2Department of Biology and McCollum-Pratt Institute, The Johns Hopkins University, Baltimore, Maryland 21218

Tóm tắt

AbstractIIIGlc is an 18.1‐kDa signal‐transducing phosphocarrier protein of the phosphoenolpyruvate:glycose phosphotransferase system from Escherichia coli. The 1H, 15N, and 13C histidine ring NMR signals of both the phosphorylated and unphosphorylated forms of IIIGlc have been assigned using two‐dimensional 1H‐15N and 1H‐13C heteronuclear multiple‐quantum coherence (HMQC) experiments and a two‐dimensional 13C‐13C‐1H correlation spectroscopy via JCC coupling experiment. The data were acquired on uniformly 15N‐labeled and uniformly 15N/13C‐labeled protein samples. The experiments rely on one‐bond and two‐bond J couplings that allowed for assignment of the signals without the need for the analysis of through‐space (nuclear Overhauser effect spectroscopy) correlations.
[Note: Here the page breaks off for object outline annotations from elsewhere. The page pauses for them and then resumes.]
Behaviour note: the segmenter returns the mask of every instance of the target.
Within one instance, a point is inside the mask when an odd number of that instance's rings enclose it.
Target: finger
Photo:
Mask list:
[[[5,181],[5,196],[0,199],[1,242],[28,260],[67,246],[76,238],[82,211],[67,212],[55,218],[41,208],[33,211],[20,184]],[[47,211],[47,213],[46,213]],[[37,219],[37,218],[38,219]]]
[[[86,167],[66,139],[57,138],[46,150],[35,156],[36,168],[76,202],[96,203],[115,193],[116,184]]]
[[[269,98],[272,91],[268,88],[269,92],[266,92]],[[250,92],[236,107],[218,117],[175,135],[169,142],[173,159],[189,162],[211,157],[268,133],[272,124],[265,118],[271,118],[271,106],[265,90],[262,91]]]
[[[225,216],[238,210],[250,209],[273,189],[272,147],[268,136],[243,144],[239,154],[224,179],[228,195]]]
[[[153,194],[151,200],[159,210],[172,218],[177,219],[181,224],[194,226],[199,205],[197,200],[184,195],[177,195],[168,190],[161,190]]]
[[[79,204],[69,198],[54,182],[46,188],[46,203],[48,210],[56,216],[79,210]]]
The 15N and 13C chemical shifts were used to determine that His‐75 exists predominantly in the Nε2‐H tautomeric state in both the phosphorylated and unphosphorylated forms of IIIGlc, and that His‐90 exists primarily in the Nδ1‐H state in the unphosphorylated protein. Upon phosphorylation of the Nε2 nitrogen of His‐90, the Nδ1 nitrogen remains protonated, resulting in the formation of a charged phospho‐His‐90 moiety. The 1H, 15N, and 13C signals of the phosphorylated and unphosphorylated proteins showed only minor shifts in the pH range from 6.0 to 9.0. These data indicate that the pKa values for both His‐75 and His‐90 in IIIGlc and His‐75 in phospho‐IIIGlc are less than 5.0, and that the pKa value for phospho‐His‐90 is greater than 10. The results are presented in relation to previously obtained structural data on IIIGlc, and implications for proposed mechanisms of phosphoryl transfer are discussed.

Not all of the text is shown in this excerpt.